Pushing Up Daisies blog title image

La Bodega Venus Exhibition

Last month I gave a preview of what’s to come, a new painting! For March, I have a painting included in La Bodega’s Venus Exhibition, which was very exciting to be a part of last year. This year was no different.

La bodega Gallery Venus Exhibition flyer

The only theme of the show is the format of the painting, which is 11×14. Lately, I’ve been making digital sketches of skulls for Society6, but I really wanted to use a few of them for painting ideas and challenge myself to make the sketch work in a composition. Most of these I played around in photoshop and had some delightful concepts that worked in the process.

Pushing Up Daisies sketch and color scheme

Mini-review: Ampersand Waterbord panels

From there, I was set to start. I used an Ampersand Waterbord brand panel that I had forever in storage. It fit the size limitations and I was curious to see if it was better than my usual process. Waterbord panels have a special ground that is used for watercolors, gouache and other aqueous media. I figured, why not?

I don’t care much for Waterbord panels.
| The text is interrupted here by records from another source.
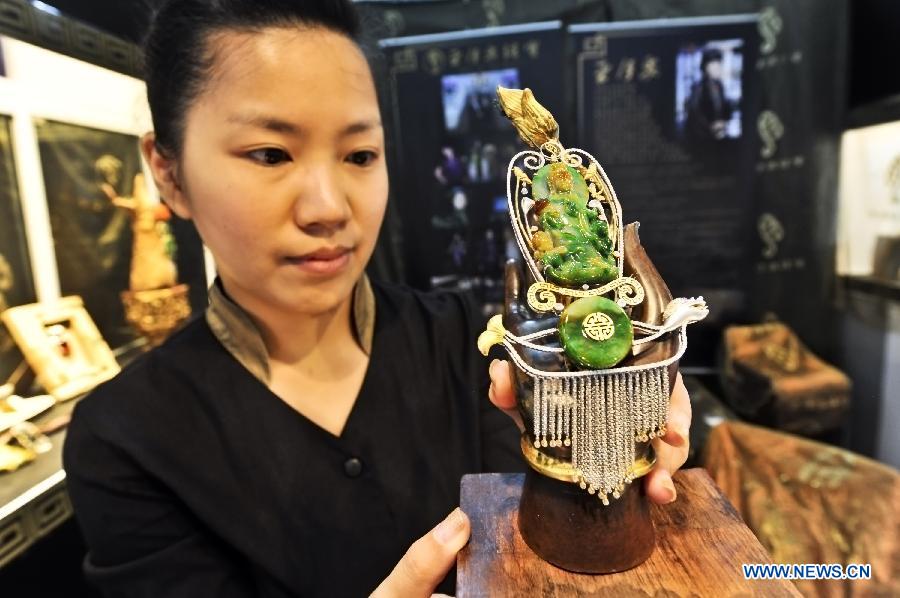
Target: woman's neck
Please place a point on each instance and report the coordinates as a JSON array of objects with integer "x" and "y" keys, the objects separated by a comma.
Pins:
[{"x": 293, "y": 338}]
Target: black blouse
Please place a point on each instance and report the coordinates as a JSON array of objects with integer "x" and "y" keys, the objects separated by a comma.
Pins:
[{"x": 190, "y": 478}]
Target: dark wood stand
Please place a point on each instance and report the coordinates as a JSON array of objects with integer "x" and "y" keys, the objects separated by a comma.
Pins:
[{"x": 701, "y": 543}]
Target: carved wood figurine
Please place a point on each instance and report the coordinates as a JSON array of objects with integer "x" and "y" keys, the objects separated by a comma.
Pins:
[
  {"x": 596, "y": 338},
  {"x": 154, "y": 304}
]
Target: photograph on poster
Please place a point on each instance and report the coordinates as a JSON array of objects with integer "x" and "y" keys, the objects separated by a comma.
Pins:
[
  {"x": 469, "y": 100},
  {"x": 84, "y": 170},
  {"x": 477, "y": 142},
  {"x": 16, "y": 285},
  {"x": 708, "y": 90}
]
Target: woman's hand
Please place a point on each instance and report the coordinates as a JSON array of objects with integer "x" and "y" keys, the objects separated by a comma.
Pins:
[
  {"x": 671, "y": 449},
  {"x": 428, "y": 560}
]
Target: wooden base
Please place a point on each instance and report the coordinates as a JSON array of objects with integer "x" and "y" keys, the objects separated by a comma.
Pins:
[
  {"x": 701, "y": 543},
  {"x": 572, "y": 529}
]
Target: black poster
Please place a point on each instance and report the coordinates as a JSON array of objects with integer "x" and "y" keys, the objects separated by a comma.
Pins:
[
  {"x": 16, "y": 285},
  {"x": 93, "y": 238},
  {"x": 669, "y": 108},
  {"x": 452, "y": 145}
]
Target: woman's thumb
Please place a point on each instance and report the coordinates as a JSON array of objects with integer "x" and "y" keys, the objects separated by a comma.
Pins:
[{"x": 428, "y": 560}]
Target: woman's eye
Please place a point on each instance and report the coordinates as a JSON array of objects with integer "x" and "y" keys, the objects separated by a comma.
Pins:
[
  {"x": 269, "y": 156},
  {"x": 362, "y": 158}
]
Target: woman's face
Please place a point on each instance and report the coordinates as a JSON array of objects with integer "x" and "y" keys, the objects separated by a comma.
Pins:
[{"x": 283, "y": 168}]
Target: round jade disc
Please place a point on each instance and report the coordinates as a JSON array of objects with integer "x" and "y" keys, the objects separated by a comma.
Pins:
[{"x": 595, "y": 332}]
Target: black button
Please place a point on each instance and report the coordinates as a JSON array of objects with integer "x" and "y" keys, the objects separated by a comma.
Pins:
[{"x": 353, "y": 467}]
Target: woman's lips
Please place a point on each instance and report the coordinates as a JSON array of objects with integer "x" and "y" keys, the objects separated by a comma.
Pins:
[{"x": 322, "y": 262}]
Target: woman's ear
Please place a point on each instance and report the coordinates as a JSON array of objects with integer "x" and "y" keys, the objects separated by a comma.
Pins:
[{"x": 165, "y": 175}]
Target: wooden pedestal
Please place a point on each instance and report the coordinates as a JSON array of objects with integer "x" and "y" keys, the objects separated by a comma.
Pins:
[{"x": 701, "y": 543}]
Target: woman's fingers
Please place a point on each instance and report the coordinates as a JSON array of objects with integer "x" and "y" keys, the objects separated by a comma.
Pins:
[
  {"x": 502, "y": 391},
  {"x": 428, "y": 560},
  {"x": 672, "y": 449}
]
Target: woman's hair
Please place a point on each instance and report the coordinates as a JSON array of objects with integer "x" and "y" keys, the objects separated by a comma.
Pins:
[{"x": 178, "y": 59}]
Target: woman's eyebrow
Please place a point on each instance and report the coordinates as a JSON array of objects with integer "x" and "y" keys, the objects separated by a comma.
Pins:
[
  {"x": 269, "y": 123},
  {"x": 278, "y": 125}
]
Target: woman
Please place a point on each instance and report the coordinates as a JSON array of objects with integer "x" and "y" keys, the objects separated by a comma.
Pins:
[{"x": 298, "y": 438}]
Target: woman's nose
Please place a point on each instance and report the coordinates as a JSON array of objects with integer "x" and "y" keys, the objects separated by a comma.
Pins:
[{"x": 322, "y": 204}]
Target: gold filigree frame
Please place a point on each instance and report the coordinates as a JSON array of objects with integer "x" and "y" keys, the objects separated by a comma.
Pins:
[{"x": 62, "y": 345}]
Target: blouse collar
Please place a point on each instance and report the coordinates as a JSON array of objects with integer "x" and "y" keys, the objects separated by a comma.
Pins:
[{"x": 234, "y": 328}]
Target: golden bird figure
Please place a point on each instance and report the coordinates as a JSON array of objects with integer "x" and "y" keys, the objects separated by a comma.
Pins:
[{"x": 535, "y": 124}]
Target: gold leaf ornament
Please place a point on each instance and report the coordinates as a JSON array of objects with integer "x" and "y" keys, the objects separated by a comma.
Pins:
[
  {"x": 492, "y": 336},
  {"x": 535, "y": 124}
]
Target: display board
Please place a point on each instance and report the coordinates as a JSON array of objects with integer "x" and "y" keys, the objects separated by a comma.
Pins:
[
  {"x": 92, "y": 237},
  {"x": 869, "y": 217},
  {"x": 16, "y": 285},
  {"x": 452, "y": 145},
  {"x": 668, "y": 108}
]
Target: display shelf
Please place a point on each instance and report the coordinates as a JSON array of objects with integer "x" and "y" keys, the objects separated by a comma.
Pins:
[{"x": 33, "y": 500}]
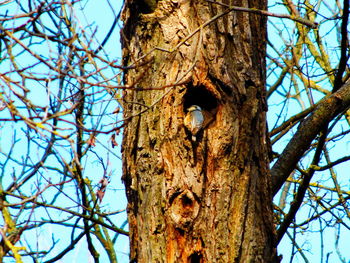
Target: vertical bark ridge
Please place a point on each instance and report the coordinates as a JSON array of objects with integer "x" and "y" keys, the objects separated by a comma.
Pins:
[{"x": 205, "y": 201}]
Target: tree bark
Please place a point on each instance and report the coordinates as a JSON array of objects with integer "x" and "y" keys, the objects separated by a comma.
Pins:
[{"x": 209, "y": 200}]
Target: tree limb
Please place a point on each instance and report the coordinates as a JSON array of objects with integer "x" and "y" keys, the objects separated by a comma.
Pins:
[{"x": 327, "y": 109}]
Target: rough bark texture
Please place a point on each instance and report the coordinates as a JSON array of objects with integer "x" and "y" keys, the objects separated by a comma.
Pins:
[{"x": 204, "y": 201}]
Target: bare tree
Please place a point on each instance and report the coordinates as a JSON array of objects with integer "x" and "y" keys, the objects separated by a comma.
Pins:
[
  {"x": 230, "y": 190},
  {"x": 211, "y": 54},
  {"x": 59, "y": 121}
]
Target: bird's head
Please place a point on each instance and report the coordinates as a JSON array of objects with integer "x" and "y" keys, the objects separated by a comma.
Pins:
[{"x": 194, "y": 108}]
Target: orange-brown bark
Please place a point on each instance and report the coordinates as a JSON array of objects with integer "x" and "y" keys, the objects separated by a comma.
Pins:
[{"x": 204, "y": 201}]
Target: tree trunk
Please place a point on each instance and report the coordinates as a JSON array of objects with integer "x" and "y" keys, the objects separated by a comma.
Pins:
[{"x": 207, "y": 200}]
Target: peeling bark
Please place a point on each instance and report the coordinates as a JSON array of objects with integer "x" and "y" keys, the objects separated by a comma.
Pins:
[{"x": 210, "y": 200}]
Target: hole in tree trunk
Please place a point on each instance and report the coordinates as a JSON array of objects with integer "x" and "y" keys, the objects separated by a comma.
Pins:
[
  {"x": 199, "y": 95},
  {"x": 195, "y": 258}
]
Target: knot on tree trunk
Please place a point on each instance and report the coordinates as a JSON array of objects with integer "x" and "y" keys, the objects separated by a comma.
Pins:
[{"x": 184, "y": 209}]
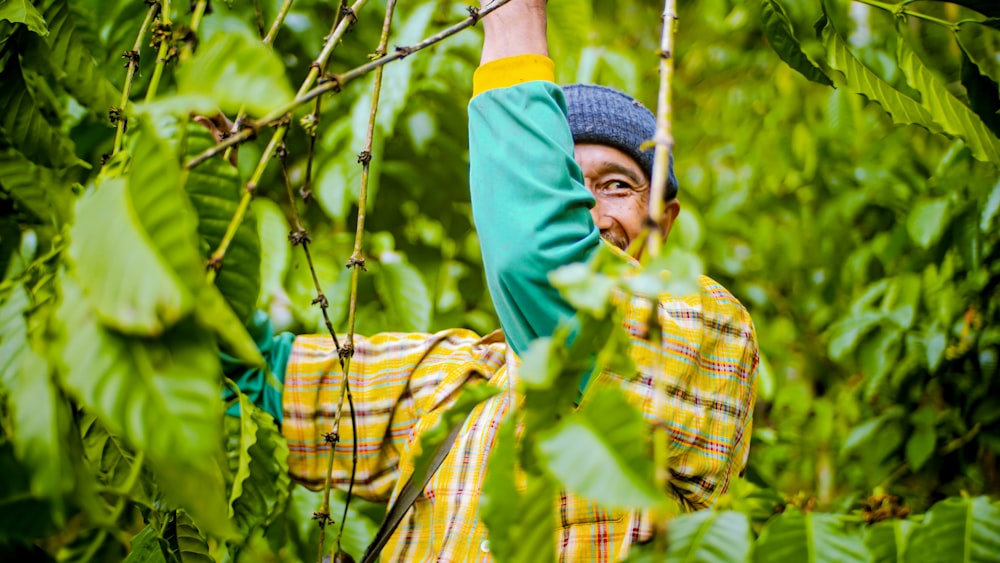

There were few positives (really well made! Sturdy! Not bad to draw on!), but mostly learning curves and swear moments (why is this acrylic paint lifting up days after drying?!).  I managed to find a work around, but I think in the end I will happily paint on wood or paper.

process image two- laying the background

Tools of the trade

I had a lot of handy tools this time around. This helped speed up the process. You can see that I printed out my color studies. I also borrowed this flexible ruler from the husband for my curved lines, because nobody needs to make guess-work with that. Since I constantly struggle with gradients, I wanted to make sure that the background was finished before I even put the sketch on the panel.

process image three- laying the stripes and sta-wet handy palette

If there is any tool I would recommend for those that paint with acrylics, it’s a Sta-wet handy palette. My biggest issue with Acrylics and Acryla-Gouache is the fast drying time. I often mix my colors and then have to speed paint to use it up before it dries out on the palette. This palette keeps my paints preserved for weeks! It’s great not to fuss over wasted paint.

process image four- transferring the sketch using a mini projector

This is probably my new favorite tool! I used to transfer drawings with printouts and transfer paper. This is still a decent method, but I don’t have a printer, which tends to stall studio progress. I decided to invest in a mini projector. It doesn’t have high quality imagery for viewing movies, but it is great for sketching large drawings. I’ll be excited to try it out on larger paintings in the future. My only issue so far is not having a stable stand for the projector. It constantly shifted when I was working, which meant tedious adjustments afterwards.

process image five- painting the first layers of the skull and flowers

Painting the Skull

Did I mention how hard it was to paint on this panel? You can see my first layer of acryla gouache in the above image. For whatever reason, the paint kept lifting, even after a full 24 hours. I had to constantly spray fixative and use a 50-50 mix of water/matte medium to keep the layers from moving around.

process image six- the final layers of paint

Once I troubleshoot the paint problems, the process sped up. I was ready for the final details when I made a weird artistic choice late one night.

process image seven- adding details and highlights

PINK! I can’t seem to get away, I love how aggressive and feminine hot pink is.

Final Painting

It didn’t take much from this stage to get to the finished version.


So exciting! I learned a lot from this painting. I’m starting to prefer acryla gouache as my main painting medium of choice (so flexible). Look out for the Venus Exhibition. It’ll premier at the La Bodega Gallery on March 10th.